Everything looked good as we left Halifax on a clear sunny summer day. However, as we neared Toronto there we encountered weather problems. Our flight was put in a holding pattern and arrived later than scheduled. After deplaning we still had plenty of time to catch our connecting flight. We passed the hurdle of US Customs and thought we were good to go. Then there were more delays – delays departing as well as delays on incoming flights. Our plane was one of the incoming delays. Due to weather problems at the origin airport in the US, it remained grounded. Every half hour or so we would get updates that our flight was delayed another half hour. We waited and waited. The flight was delayed so long that we would never make our Detroit connection. Things were looking bad.

Then the deja vu moment. Our flight was cancelled. We needed to get our luggage from Customs and go back to the ticket counter to work out change of flights for the next day. Us and a few hundred people. Through the confusion we found where we were supposed to line up for changes at the ticket counter. While in line Mary Ann got on the phone to Air Canada to make arrangements. She had a brilliant idea that took a while to sink into my thick skull. Cancel the remaining flight plans, rent a car and drive home. My first thought was, “You got to be kidding me. Drive all the way from Toronto back home in time for you to get on the next plane? Can it be done?” Quick thinker and awesome travel planner she is, she figured we could drive all night with a short sleep and make it home by noon. I still thought it was too long of a drive. A few clicks on her phone and she informed me that it is about an 8 ½ hour drive. OK, we can make it.

We dragged our luggage over to the car rental counters (9 pm.) and requested a one way rental home. Our helpful agent did some checking. There was supposed to be a car available but it wasn’t physically showing up. While we were waiting, a worker returned a key from another customer arrival. For being very unlucky, we finally had some luck. We accepted the rental and by 9:30 we were on the road.

As we started heading out, we realized why flight were being delayed. We hit rain from Toronto well into New York. The further we drove the worse the rain. We had to travel on single lane US routes as there were no interstates going in our direction. Heavy rain and no street lights. It got so bad that we had to stop around midnight to sleep for a few hours.

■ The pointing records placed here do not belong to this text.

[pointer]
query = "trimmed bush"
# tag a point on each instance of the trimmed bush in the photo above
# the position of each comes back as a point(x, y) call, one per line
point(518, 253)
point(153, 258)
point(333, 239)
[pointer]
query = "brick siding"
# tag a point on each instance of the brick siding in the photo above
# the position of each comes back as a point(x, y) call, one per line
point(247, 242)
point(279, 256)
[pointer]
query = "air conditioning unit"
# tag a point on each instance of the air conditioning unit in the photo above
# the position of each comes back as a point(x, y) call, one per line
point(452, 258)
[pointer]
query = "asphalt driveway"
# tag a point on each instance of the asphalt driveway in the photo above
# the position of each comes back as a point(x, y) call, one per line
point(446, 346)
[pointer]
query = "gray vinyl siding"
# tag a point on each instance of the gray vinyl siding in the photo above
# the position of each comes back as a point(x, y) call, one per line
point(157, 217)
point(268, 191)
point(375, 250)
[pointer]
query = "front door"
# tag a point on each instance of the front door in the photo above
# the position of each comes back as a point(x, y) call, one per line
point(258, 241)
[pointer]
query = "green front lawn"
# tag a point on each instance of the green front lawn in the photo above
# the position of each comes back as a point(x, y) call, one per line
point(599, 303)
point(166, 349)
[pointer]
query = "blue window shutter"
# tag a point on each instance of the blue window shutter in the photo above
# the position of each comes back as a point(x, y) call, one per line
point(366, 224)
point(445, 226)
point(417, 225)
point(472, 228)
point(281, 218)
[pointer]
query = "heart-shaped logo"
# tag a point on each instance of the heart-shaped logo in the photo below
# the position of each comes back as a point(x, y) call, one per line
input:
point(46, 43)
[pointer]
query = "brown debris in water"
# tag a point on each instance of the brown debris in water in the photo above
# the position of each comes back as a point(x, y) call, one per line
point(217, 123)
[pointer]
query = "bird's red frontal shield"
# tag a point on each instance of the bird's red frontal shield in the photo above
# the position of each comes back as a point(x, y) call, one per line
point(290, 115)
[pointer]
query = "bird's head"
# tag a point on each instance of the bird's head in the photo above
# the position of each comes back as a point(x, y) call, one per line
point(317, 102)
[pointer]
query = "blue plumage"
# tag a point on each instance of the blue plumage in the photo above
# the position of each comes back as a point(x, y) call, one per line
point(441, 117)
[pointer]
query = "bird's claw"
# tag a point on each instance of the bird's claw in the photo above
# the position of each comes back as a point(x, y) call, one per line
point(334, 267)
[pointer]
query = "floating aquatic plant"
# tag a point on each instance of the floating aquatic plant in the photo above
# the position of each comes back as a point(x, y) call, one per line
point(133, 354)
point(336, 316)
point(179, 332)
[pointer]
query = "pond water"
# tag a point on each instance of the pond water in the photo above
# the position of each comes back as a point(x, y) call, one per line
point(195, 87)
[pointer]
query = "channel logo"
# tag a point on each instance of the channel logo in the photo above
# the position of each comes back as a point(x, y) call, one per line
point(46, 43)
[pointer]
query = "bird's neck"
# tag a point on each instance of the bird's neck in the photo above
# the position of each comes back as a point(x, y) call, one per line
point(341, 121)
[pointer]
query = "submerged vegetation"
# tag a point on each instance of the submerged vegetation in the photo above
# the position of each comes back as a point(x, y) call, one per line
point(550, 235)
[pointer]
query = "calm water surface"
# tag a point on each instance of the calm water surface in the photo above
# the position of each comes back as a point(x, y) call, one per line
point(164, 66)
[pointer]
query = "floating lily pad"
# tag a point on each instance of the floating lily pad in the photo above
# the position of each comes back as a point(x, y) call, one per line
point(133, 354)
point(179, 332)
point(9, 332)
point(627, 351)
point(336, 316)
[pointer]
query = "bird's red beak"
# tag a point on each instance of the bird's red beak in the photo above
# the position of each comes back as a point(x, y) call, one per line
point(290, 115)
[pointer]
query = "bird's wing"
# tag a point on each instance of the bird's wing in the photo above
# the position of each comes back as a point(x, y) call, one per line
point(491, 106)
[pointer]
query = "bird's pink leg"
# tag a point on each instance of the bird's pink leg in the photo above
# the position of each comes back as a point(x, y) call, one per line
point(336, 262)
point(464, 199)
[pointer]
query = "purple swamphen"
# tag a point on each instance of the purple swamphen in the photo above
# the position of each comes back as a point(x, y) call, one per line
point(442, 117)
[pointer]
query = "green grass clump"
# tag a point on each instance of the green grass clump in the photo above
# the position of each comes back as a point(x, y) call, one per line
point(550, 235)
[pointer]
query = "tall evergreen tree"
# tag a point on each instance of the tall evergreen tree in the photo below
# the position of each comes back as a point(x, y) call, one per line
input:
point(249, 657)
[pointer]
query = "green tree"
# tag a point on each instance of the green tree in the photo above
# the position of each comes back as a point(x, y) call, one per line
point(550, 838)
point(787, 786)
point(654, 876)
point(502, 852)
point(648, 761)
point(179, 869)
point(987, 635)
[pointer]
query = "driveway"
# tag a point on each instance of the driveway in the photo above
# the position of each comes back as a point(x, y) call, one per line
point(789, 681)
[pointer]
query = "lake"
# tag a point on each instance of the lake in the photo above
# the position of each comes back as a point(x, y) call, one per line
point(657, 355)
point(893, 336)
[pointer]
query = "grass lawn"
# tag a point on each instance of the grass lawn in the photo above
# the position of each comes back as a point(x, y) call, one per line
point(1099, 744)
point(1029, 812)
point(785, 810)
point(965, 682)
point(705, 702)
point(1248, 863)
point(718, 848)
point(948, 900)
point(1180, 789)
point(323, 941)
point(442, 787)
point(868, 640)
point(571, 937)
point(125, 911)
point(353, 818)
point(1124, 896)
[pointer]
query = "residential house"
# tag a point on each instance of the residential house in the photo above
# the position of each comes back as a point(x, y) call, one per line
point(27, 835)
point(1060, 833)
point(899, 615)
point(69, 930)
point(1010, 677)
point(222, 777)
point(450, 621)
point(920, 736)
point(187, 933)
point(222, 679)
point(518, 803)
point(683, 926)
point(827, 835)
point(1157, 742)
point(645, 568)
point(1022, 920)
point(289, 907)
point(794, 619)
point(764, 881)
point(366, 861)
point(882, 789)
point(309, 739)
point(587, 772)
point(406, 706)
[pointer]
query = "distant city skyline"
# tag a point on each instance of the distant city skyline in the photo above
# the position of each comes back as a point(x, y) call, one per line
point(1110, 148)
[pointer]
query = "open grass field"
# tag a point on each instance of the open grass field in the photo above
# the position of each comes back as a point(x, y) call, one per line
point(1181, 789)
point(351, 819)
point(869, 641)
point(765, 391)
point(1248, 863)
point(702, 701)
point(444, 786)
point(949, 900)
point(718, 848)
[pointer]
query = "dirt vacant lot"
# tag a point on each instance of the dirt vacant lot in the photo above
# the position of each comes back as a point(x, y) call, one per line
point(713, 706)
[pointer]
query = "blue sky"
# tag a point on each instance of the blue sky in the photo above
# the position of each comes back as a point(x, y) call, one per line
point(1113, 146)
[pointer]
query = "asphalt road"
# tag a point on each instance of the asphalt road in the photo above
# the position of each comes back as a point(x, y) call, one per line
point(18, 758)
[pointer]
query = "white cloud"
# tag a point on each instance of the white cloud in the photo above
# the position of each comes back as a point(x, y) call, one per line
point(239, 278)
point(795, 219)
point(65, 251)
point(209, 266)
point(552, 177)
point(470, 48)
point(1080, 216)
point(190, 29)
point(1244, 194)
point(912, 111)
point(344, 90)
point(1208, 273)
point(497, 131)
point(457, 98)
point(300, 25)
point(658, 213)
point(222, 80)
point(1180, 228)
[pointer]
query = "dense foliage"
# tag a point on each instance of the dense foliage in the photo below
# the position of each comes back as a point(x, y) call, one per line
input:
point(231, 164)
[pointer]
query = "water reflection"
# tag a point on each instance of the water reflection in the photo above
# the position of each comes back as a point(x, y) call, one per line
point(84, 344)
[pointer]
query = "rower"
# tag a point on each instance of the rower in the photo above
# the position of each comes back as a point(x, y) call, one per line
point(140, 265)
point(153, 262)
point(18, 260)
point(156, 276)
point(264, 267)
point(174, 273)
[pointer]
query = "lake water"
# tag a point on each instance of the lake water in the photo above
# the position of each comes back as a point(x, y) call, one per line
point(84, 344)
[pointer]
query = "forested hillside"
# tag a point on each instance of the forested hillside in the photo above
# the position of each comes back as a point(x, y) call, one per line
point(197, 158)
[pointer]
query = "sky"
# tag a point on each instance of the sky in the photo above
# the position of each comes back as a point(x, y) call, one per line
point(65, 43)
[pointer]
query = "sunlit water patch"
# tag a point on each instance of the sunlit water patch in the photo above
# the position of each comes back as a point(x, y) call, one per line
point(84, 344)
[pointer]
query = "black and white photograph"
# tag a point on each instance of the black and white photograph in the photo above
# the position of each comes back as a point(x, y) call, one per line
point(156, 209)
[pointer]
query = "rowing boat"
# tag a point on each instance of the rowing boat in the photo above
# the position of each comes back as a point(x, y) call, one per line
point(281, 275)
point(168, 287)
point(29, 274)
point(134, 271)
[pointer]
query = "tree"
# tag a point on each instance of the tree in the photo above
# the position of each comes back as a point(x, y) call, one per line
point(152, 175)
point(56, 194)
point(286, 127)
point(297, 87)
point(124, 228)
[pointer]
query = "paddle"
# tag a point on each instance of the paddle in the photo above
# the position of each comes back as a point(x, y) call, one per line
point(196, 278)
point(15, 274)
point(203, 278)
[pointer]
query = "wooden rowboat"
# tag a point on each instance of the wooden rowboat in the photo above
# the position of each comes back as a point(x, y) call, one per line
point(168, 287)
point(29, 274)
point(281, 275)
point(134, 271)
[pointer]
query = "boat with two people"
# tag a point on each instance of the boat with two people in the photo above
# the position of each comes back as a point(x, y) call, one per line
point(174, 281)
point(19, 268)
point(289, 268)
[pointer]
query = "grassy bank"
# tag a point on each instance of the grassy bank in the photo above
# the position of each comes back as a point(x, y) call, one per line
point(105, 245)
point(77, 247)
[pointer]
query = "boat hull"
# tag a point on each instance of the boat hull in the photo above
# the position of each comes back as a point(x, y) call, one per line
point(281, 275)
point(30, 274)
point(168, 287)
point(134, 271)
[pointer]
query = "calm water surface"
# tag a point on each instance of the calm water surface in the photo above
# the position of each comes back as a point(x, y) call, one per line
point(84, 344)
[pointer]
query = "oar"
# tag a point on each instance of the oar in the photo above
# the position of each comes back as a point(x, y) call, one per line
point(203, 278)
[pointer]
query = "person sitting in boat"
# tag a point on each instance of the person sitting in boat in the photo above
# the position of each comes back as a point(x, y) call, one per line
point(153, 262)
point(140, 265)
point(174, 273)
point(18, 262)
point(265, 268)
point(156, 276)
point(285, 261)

After sleeping about 5 hours, we got back on the road. It was still raining and difficult to drive until daylight. Eventually it cleared up and we traveled through New York and Pennsylvania until we got to Maryland.

We had enough time to get home and Mary Ann repack for her next trip, but not enough time to pick up our car at the airport. You see, Mary Ann needed to fly out of National Airport (near Washington, DC) and our car was parked in Dulles Airport in rural Virginia. After a brief rest, I drove Mary Ann to the one airport, dropped her off, then drove to the other airport to return the rental and pick up our car.

What a day.

So “In the end, we had enough of Toronto. If we never return to the city, it would be too soon. To be continued?” It had better not be repeated!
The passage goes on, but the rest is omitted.